Der schlechte Ruf der Blockchain aufgrund des hohen Energieverbrauchs ist eigentlich unbegründet. Sie kann sogar zum Umweltschutz beitragen.
(Bild: gemeinfrei / Unsplash)

Nachhaltige Wirtschaftsmodelle werden Unternehmen und Endverbrauchern immer wichtiger. Gleichzeitig wird die Blockchain-Technologie als großes Zukunftsthema gehandelt, obwohl sie häufig mit hohem Energieverbrauch und geringer Umweltverträglichkeit assoziiert wird.

Herr Sarhaddar, ist der schlechte Ruf der Blockchain begründet?

Es stimmt, dass Blockchain in Bezug auf ihre Ökobilanz keinen guten Ruf hat. Das hängt damit zusammen, dass der Begriff trotz wachsender Kenntnis vielfach immer noch stark mit Kryptowährungen wie Bitcoin verbunden wird. Diese sind in der Tat energieintensiv. Das Mining, also der Proof-of-Work-Algorithmus (PoW), durch den Transaktionen verifiziert und neue Coins generiert werden, ist mit einem sehr hohen Rechenaufwand verbunden. Bei Bitcoin fällt das besonders stark ins Gewicht. Jede einzelne Transaktion verbraucht inzwischen so viel Energie wie 1,5 amerikanische Durchschnittshaushalte am Tag. Die Skalierbarkeit dieser Währung wird zurecht in Frage gestellt.
Der hohe Energieverbrauch ist auch deshalb kritisch zu sehen, weil besonders viel Mining beispielsweise in China stattfindet. Dort kommt der nötige Strom oft aus Kohlekraftwerken, ist also ausgesprochen klimaschädlich.
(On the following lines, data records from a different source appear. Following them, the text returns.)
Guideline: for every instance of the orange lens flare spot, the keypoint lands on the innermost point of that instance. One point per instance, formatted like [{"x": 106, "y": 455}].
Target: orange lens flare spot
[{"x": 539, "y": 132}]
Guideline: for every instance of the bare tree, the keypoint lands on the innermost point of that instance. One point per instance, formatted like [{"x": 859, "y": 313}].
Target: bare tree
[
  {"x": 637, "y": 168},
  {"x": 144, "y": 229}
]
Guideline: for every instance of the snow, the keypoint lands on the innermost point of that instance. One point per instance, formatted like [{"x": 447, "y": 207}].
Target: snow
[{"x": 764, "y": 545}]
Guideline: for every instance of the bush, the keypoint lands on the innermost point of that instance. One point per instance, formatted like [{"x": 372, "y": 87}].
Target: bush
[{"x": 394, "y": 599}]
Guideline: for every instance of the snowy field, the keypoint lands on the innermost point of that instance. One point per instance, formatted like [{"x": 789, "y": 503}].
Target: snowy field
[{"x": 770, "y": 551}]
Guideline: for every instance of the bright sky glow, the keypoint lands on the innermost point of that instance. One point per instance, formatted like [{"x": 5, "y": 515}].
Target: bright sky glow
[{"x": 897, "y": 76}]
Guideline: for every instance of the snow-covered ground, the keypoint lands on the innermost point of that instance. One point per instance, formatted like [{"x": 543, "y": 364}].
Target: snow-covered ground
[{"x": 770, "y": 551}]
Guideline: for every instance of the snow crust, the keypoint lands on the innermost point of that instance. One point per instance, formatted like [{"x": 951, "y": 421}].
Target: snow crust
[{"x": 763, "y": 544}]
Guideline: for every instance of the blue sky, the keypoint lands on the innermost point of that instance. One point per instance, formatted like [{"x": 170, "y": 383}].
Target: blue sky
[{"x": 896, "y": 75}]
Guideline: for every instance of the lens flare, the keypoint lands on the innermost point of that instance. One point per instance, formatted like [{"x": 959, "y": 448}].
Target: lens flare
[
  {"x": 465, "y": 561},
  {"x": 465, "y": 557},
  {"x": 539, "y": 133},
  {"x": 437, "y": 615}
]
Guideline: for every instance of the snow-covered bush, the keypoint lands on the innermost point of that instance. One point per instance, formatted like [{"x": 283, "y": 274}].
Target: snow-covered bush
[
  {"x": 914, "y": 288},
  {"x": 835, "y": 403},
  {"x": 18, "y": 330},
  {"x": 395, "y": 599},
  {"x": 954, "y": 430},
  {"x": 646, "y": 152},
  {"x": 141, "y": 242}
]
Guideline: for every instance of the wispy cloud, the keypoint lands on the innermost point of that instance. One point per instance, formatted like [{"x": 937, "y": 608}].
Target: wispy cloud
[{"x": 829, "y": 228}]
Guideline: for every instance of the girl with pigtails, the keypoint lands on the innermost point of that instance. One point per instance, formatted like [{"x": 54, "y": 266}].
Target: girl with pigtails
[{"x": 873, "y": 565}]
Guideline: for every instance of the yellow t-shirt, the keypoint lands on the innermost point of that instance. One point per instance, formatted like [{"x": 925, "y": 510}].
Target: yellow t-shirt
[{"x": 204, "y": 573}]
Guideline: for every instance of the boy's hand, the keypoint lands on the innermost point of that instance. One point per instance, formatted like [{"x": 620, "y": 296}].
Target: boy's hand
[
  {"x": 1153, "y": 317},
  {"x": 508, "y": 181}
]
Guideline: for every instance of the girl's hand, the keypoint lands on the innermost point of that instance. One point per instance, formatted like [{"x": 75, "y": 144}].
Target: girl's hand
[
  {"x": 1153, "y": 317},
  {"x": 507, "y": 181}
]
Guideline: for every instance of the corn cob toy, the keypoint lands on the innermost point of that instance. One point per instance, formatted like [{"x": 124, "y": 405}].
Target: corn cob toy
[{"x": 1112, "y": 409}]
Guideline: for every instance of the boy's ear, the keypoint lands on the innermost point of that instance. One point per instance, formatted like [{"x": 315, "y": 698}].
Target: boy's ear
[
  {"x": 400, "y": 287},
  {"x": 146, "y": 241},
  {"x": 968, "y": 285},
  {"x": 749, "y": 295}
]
Aber Bitcoin ist nicht Blockchain und Blockchain ist nicht Bitcoin. Der energieintensive PoW-Algorithmus hat tatsächlich einige Vorteile. Es ist spannend zu sehen, wie viele große Energiedienstleister weltweit bereits im Bitcoin-Mining aktiv sind, einige bauen mittlerweile sogar ihre eigenen Computer-Chips.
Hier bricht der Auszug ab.